Thinking of you and we'll miss you this weekend! Good luck

Anonymous said...

I hope that you won't need IVF # 3 as a category.

Hoping for you and your embryos.

Erin said...

And Blogger finally posted 19 updates...sheesh.

I'm sorry that the embryo growth is so slow, and that Embryo #8 is a George, Jr.-40-weeker. And I'm also grateful that we live in a time when we have options. I've thought about that myself and wondered how I would have handled it if I were in the same situation 40 years ago. I would probably not have P, I would probably not have K, and who knows if I ever would have gotten to be a mom. We are indeed lucky to have options. I hope, though, that IVF #3 isn't an option you need to use!

Jody said...

Yes, Blogger caught me off-guard, too (and it seems to have been 19 updates at a time lately, hmmm).

I will send good thoughts and prayers your way, knowing that there's only so much that can do. Here's hoping that they decide to flaunt the sabbath by forgoing rest in favor of super growth. Come on, George Jr.

nishkanu said...

I am sorry things are so hard for you right now. I hope for you despite everything that the cycle still turns out successfully.

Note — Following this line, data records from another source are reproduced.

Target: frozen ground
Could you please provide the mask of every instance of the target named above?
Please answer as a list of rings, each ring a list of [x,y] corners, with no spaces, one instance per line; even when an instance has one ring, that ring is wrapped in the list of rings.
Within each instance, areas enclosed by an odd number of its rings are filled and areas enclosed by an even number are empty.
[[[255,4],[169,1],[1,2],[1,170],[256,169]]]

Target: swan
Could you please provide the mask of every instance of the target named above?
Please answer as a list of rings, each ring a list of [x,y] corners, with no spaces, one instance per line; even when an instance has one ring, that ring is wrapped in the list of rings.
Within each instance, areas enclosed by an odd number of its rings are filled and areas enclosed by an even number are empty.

I hear you on the "science does not know everything" front. On our most recent cycle (DE, young donor), we got 23 eggs!! Woo-hoo!! And ended up with 1 good and 1 crappy blastocyst to transfer, none to freeze. This from a donor where the previous couple had had plenty to freeze, i.e. this was likely not an egg factor thing. "They" say that male factor is over once there is fertilization, but this made me think once again they don't know squat about male factor and how it subsequently affects embryos. Among the many, many things science can't tell us about why things do or don't work.

Beth said...

Thinking of you and those little embies...

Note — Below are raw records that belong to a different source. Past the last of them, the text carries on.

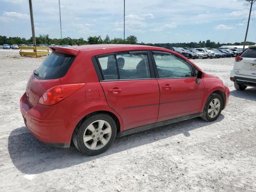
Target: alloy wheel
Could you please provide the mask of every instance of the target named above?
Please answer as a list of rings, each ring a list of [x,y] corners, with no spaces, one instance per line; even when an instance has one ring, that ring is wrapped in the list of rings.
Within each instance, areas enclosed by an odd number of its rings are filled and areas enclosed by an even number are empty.
[[[94,121],[84,131],[84,143],[90,150],[100,149],[109,141],[112,132],[110,124],[106,121],[102,120]]]
[[[220,110],[220,101],[218,98],[214,99],[210,103],[208,108],[208,114],[211,118],[217,116]]]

Adventures in Glass said...

oh, i'm sorry these are so slow growing embryos.. You're right about the medical advancements we've made.. yet, there is so much we don't know.. why do the grow slowly? what can we change? why do some grow differently than others?

I really hope that you get that embryo for your SET and that it sticks around for 36 more weeks after your beautiful high (but not too high) beta!

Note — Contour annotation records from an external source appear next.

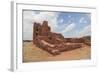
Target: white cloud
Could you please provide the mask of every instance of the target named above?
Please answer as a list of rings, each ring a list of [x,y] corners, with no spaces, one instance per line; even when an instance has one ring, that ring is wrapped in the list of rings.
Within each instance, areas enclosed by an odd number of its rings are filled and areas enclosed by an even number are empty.
[[[55,31],[57,25],[58,14],[56,12],[39,12],[34,11],[23,12],[23,39],[32,40],[33,36],[33,23],[42,23],[44,20],[48,21],[48,25],[52,28],[51,31]]]
[[[69,31],[72,31],[74,28],[75,28],[75,23],[71,23],[67,27],[65,27],[65,29],[62,30],[61,32],[62,33],[69,32]]]
[[[81,32],[77,35],[78,37],[91,35],[91,25],[85,26]]]
[[[60,20],[59,20],[60,23],[62,23],[63,21],[64,21],[63,19],[60,19]]]

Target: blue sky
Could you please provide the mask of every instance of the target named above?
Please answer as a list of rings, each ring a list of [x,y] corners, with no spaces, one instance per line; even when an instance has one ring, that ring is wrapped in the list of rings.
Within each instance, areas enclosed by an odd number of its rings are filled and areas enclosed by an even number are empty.
[[[24,39],[32,39],[34,22],[48,21],[51,31],[64,37],[83,37],[91,35],[91,14],[79,12],[24,11]]]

But if not, you and me girl.. August, we WILL get pregnant!

Emily said...

I am sorry about the slow growers. I am a fan of Day 6 transfers myself - I had a hatched rockstar on Day 6 that looked crappy earlier on, so you never know!
The power of medicine and miracles where the hand of God meets the hand of science...Praying for your miracle.

Carol said...

oh gosh, sorry that wasn't the news you were hoping for. I've definitely been there, that's basically why I ended up with the direction that we did - not that I'm saying that you will have the same diagnosis as me. Just that I can empathize with how it feels to get these less than stellar progress reports.

I will be hoping with all my might that you have at least one super duper blast to transfer - and stick around for 38 weeks!